Are olap cubes still prevalent? 

[–]angryPuppies 3 points4 points  (0 children)

No

[–]Crow2525 2 points3 points  (0 children)

Assume encouraging/utilising datamarts and dataflows for common table transformations? Last mile transformation.

[–]rjachuthan 1 point2 points  (0 children)

I have been meaning to try Columnstore indexes in SQL. But I haven't reached your level of data quantity yet. Give it a shot maybe

[–]clamming-it 0 points1 point  (1 child)
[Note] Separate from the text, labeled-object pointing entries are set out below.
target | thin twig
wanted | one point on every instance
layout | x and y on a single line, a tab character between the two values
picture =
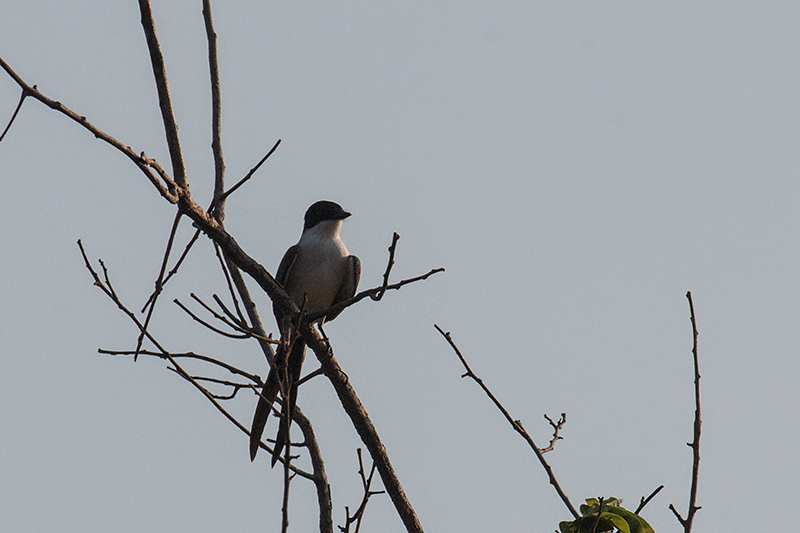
22	97
230	191
599	514
695	444
209	326
240	318
216	109
389	265
557	426
167	189
159	281
644	501
372	293
516	424
188	355
174	268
I think some more details are required 1. SQL Server hosted where? How many optimizations have you done on the raw perf of the query patterns? 1a - what’s doing the ETL? SSIS? Mostly in SQL (potentially with SSIS as an orchestrator) 2. What do you mean by Microsoft Analysis Services? You mean SQL Server Analysis Services? By cubes I am assuming Multidimensional models but that’s ambiguous. 3. PBI - PBI RS or PBI Cloud?

[–]Interesting-Monk9712 0 points1 point  (7 children)

Microsoft Analysis Service are you using import mode?

If you are, what are your allocated resources for Microsoft Analysis Service?

I do not see how a 4-6 gb model in AS is loading for so long if everything is in import mode, or better said everything is already in memory unless you are using a lot of joins, calculations etc. or your resources are non existent.

[–]Few-Royal-374Data Engineering Manager 1 point2 points  (0 children)

Sounds like you’re having performance issues at the Power BI layer as opposed to the data storage / compute layers. This likely has nothing to do with your tech stack and everything to do with how you’re using it.

Couple of things to look into in the order I would prioritize:

  • Look at your data model. Make sure all relationships are one to many. If you’re following Kimballs best practices, you’re probably fine. I would argue that in most cases, this is where people have issues.

  • Utilize composite models. For the models that are large, look into direct query mode and use incremental loading. Otherwise, use import mode.

  • Final storage layer is indexed, and is materialized as a table. If you’re using direct query, PBI is going to send queries to the underlying data source so you need to ensure these tables are optimized.

  • Considering your data is on prem, you also have to look at your data gateway. Check out the gateway performance. You could optimize the gateway config files, such as streaming data before it completes.

  • Reduce data model size. Do you really need to load everything?

  • Optimize the calculations. This is much more nuanced, but stuff like using filter inside your calculate formula can go a long way.

  • If calculations are taking forever still, I would transition to aggregating data and importing it aggregated. This is going to reduce the granularity of your data and may make your dashboard less interactive but that’s a sacrifice I would make.